Editor’s Note: Square Notch or V?

As Professor Paul explains, rapid, on-target placement of the front sight is the key to neutralizing threats with a handgun in a close-quarter, fractions-of-a-second-count defense condition. Therefore, he rightly stresses the importance of a highly visible, can’t-miss-it front sight that promotes the “Go Code” theory.

When upgrading your handgun sights to ensure you win a close-quarter engagement, you should also give serious consideration to the style of your rear sight.

There are two basic styles of rear sights.

First is the standard square notch or U-notch (left) that most shooters are familiar with, and which promotes centering the front sight in the notch (windage) and leveling the top of the front sight with the top of the rear sight (elevation). This is a proven sight configuration, obviously, for close-up defensive situations, and is an essential system for more precise sight alignment when shooting at longer distances or when engaging in target practice.

Second is the V-notch or “express” style rear sight (right). Here, the rear sight is simply a shallow “V” in the rear sight blade. Sight alignment comes by settling the round front sight into the rear sight valley. The purpose of this system is to provide even faster sight alignment than the traditional square or U-notch style sight in a high-stress, close-distance engagement.
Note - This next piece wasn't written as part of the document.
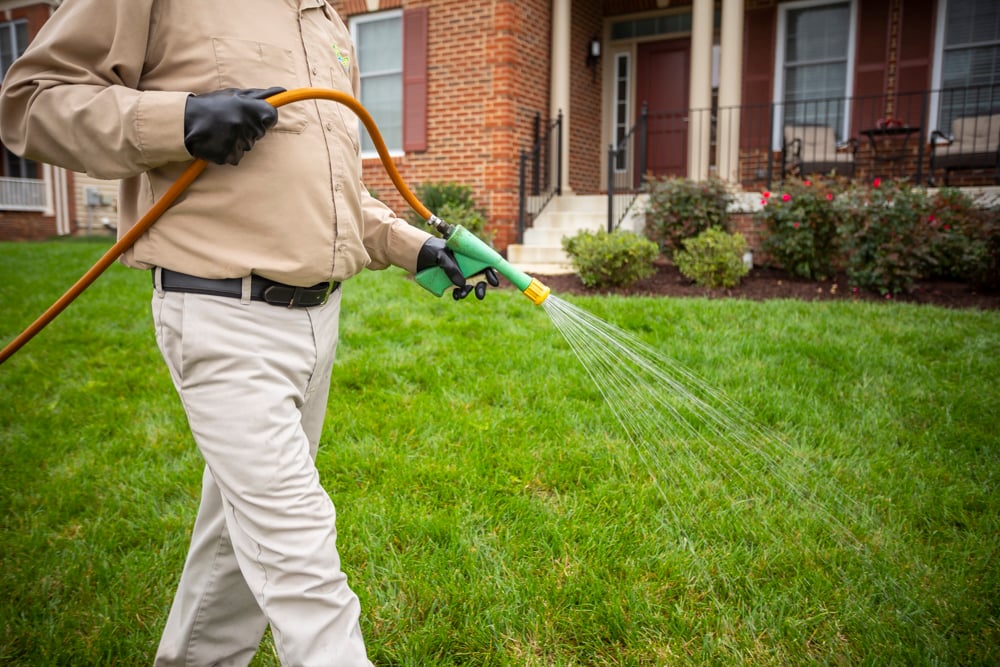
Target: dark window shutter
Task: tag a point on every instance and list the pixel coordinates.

HIVIZ Lightwave H3 Express Tritium sight.

Here is the shooter’s view of the Lightwave H3 Express Tritium sight from HIVIZ Shooting Systems. As you can see, the express-style sight offers high visibility of the front sight with just a hint of a rear sight alignment point to get the job done. You can also tell from this view that express sights are not designed for precise sight alignment at longer distances because the rear sight alignment reference is “soft” compared to the “hard” alignment points of a conventional notched rear sight.

In our highlighted examples of the Night Fision SOTG Accur8 sight with the square notch rear and the Lightwave H3 Express Tritium with the V-notch rear, both include tritium elements in the rear sight for low light conditions where the rear sight profile may not be visible enough to allow proper sight alignment. This is one of the reasons we recommend upgrading any defensive handgun to tritium sights. As for the rear sight style, the choice is yours.

Experiment and discover which works best for you. —Rob Reaser

Paul G. Markel has been a United States Marine, Small Arms & Tactics Instructor, Police Officer, and Medical Trainer for some thirty years. Mr. Markel has trained thousands of military and law enforcement personnel, as well as citizens nationwide, in the use of arms. He is the founder and host of the [Student of the Gun] radio and television show and the author of dozens of books.